Pour inverser cette tendance et permettre au Maroc de jouer un rôle à la hauteur de ses ambitions dans l’économie numérique mondiale, une série d’actions stratégiques s’impose. La première consiste à révolutionner l’éducation et la formation, en intégrant les disciplines technologiques dès le secondaire et en développant des parcours universitaires spécialisés capables de répondre aux besoins croissants de l’industrie. Le soutien à la recherche et au développement doit également être renforcé, à travers des subventions, des incitations fiscales et des investissements ciblés dans les universités et les centres de R&D, car aucune stratégie d’IA ne peut prospérer sans un socle académique solide. Enfin, la création de hubs technologiques et le développement de partenariats public‑privé sont indispensables pour favoriser la collaboration entre chercheurs, startups et grandes entreprises, et pour transformer l’IA en moteur concret de création d’emplois et de transformation économique.
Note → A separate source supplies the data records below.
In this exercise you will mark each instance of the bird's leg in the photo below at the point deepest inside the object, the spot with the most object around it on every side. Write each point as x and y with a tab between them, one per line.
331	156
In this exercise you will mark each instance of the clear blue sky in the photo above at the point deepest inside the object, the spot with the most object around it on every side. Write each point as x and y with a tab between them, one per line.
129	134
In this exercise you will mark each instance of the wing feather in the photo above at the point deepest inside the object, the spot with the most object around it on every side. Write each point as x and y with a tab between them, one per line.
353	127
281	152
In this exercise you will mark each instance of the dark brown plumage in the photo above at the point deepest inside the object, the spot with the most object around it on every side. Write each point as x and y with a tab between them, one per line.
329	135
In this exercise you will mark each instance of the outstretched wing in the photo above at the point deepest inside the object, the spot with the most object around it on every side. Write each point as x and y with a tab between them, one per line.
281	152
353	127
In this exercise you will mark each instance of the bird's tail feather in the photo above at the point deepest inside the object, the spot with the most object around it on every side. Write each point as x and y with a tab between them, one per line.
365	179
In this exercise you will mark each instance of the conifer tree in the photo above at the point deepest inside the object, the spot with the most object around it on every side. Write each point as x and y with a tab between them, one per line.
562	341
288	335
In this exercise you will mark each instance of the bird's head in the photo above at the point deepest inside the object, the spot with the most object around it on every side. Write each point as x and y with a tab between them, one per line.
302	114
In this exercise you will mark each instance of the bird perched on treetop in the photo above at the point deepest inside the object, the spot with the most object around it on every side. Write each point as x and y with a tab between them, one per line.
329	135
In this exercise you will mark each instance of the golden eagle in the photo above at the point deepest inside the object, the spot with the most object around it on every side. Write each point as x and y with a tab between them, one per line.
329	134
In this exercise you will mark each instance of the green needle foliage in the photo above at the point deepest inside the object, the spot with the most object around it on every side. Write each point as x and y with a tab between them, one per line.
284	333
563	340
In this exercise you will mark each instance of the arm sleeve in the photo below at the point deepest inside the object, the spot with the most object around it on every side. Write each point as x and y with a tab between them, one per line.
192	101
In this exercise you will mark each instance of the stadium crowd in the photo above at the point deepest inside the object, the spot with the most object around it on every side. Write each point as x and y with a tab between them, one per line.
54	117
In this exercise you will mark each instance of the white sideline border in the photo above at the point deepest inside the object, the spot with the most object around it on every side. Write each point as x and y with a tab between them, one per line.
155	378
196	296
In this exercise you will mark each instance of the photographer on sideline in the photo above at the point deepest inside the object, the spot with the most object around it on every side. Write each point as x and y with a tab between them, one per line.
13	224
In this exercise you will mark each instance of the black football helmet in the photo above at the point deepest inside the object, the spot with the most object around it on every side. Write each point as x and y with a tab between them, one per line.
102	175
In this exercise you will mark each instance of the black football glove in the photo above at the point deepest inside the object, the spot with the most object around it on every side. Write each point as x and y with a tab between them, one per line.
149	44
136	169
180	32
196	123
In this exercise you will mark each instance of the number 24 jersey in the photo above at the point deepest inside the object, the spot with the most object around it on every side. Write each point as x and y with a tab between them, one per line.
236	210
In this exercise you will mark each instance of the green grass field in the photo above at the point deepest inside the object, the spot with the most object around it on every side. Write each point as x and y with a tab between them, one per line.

En somme, si le classement 2024 de l’Indice mondial de l’IA constitue un avertissement, il représente surtout un appel pressant à l’action. L’avenir du Maroc dans l’économie de la connaissance dépend de sa capacité à élaborer et à mettre en œuvre rapidement une stratégie d’intelligence artificielle ambitieuse, cohérente et collaborative. Le retard actuel peut encore devenir une opportunité, à condition d’engager dès maintenant les réformes et les investissements nécessaires pour faire du Royaume un acteur crédible de l’IA sur la scène africaine et internationale.